Oskarżona znieważyła pokrzywdzoną, pomówiła, sugerując nadużycia jej kompetencji i braku profesjonalizmu jako asystenta przewodniczącego konferencji naukowej - usłyszała Pavlović w akcie oskarżenia odczytanym przed olsztyńskim sądem.
Po rozprawie Wulfert mówiła w "Fakcie":
Pani Iwona Pavlović podczas 50-lecia Klubu Miraż poniżała mnie, wykluczała mnie podczas swoich wypowiedzi, wielokrotnie mnie obraziła. Poniżała mnie, mówiąc, że jestem osobą niekompetentną i nie nadaję się do żadnych działań — mówiła Joanna Wulfert w rozmowie z "Faktem".
Za wykroczenie tego rodzaju grozi grzywna lub kara ograniczenia wolności. Sąd w wyjątkowych okolicznościach może też orzec nawiązkę na rzecz pokrzywdzonego, Polskiego Czerwonego Krzyża albo na inny cel społeczny wskazany przez pokrzywdzonego.
CZYTAJ TAKŻE: Iwona Pavlović wyznała w sądzie, jaką pobiera emeryturę. Wspomniała też o gaży za "Taniec z gwiazdami"
Iwona Pavlović o procesie z Joanną Wulfert
Czarna Mamba, w rozmowie dla Jastrząb Post, którą przeprowadziła nasza reporterka, Karolina Motylewska, wyznała, że była zaskoczona wezwaniem do sądu.
Byłam w szoku, ponieważ nie znieważyłam ani nie pomówiłam pani Joanny Wulfert.
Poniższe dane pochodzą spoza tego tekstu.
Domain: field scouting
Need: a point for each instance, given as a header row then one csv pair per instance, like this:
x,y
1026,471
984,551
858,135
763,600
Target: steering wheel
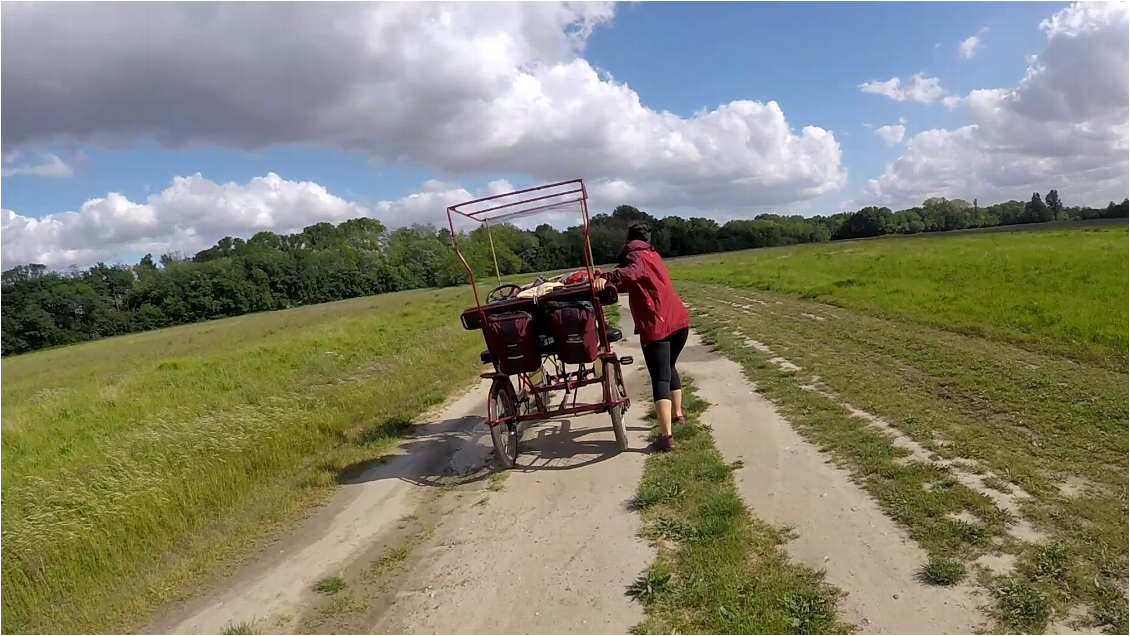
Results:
x,y
496,296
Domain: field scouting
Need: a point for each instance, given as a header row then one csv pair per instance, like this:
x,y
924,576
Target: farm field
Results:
x,y
974,385
1060,292
132,463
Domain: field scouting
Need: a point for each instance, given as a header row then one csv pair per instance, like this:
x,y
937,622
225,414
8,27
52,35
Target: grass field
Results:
x,y
131,464
1061,292
975,385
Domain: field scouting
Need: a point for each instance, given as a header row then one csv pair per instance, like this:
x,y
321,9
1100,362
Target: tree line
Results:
x,y
361,256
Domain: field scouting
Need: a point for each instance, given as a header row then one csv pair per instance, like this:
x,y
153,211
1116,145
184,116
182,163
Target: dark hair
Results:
x,y
639,231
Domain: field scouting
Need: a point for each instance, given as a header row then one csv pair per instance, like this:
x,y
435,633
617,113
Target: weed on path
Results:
x,y
719,569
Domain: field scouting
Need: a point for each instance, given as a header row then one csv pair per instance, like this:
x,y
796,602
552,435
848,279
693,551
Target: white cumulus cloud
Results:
x,y
193,212
464,88
968,46
892,134
1065,125
921,88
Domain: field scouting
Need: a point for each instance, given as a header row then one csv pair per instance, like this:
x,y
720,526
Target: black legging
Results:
x,y
660,357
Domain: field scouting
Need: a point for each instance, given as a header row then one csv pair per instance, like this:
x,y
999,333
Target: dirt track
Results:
x,y
431,542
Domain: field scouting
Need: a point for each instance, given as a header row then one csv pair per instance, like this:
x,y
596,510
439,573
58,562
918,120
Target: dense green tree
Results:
x,y
361,256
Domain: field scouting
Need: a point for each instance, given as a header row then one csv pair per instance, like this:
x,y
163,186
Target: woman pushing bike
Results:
x,y
661,320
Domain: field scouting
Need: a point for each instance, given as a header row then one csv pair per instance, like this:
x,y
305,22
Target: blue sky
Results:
x,y
678,57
Dopóki nie otrzymałam pisma, nie miałam z nią żadnego konfliktu i nie wiedziałam, że miałabym ją w jakikolwiek sposób i kiedykolwiek urazić. Tak naprawdę miałam z tą osobą bardzo słaby kontakt, więc tym bardziej byłam zdziwiona - przekazała nam Iwona Pavlović.
Panie miały poznać się przy okazji 50-lecia Klubu Tanecznego Miraż. Obie przygotowywały różne wydarzenia, które towarzyszyły obchodom jubileuszu.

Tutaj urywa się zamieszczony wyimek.